There are real physical results to “losing” just one hour of sleep. According to the American Academy of Sleep Medicine, the one-hour time change can have similar effects on your body as jet lag—including disrupted wake and sleep messages, insomnia, and it’s hard on the immune system. Research has found that heart attacks, traffic crashes, and workplace accidents increase just after the switch to daylight saving time.
It’s worse if you don’t plan ahead and you can fight it off if you start early! We have five tips to help you adjust:
Go to bed and wake up slightly earlier. For two weeks ahead of the time change, adjust your morning alarm 5-10 minutes earlier each day. Make an effort to go to bed just a little earlier each night. By the time you have to set your clocks earlier, it won’t feel like such a big difference.

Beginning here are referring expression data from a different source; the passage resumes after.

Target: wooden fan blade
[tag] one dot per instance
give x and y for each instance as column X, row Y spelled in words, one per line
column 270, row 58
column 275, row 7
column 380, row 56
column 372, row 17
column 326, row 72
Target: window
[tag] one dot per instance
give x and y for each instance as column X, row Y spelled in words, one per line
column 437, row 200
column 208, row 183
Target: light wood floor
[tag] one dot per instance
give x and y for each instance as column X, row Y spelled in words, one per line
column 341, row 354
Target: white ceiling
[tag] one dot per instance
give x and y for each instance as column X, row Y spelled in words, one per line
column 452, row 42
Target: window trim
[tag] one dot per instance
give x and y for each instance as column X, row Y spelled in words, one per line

Set weekend morning alarms. Just being more productive on the weekends ahead of the time change can signal your body that it’s time to start waking just a little earlier. Instead of lounging in bed on weekend mornings, hop to it, grab some coffee, and knock out a couple of things on your to-do list.
Step up (or begin) your exercise program. Use the time that you’re waking a little earlier to add to your fitness routine in the morning. Even adding 10-15 minutes to a workout will help you settle in at night a little earlier. Don’t exercise too close to bedtime!
Adjust your clock the day before. Set your clocks back on Friday night instead of Sunday to get used to the hour time change before your work week begins on Monday. (We know that most of our clocks these days change automatically, but you can set it temporarily ahead by an hour by choosing a different time zone…just don’t forget to change it back). That extra day can make a difference!
Change your caffeine intake. If you’re naturally a night owl, setting the clocks forward will feel great—at night. Mornings? Not so much. If you stop drinking caffeinated beverages 4-6 hours before bedtime, falling asleep will feel much more natural. For the hardcore insomniacs, you could try a low dose of melatonin an hour or so before bed.
The best time to prepare? NOW! Start tomorrow and in two weeks you’ll hardly notice that you lost an hour for Daylight Saving Time 2016. If you’re still lagging after the time change, consider using white noise, earplugs, or sleep shades that will help you fall asleep faster. Creating a sleep-friendly environment is one of the easiest changes you can make. Maybe you’ll even enjoy the light into the late evenings if you don’t feel like you’re missing out on sleep!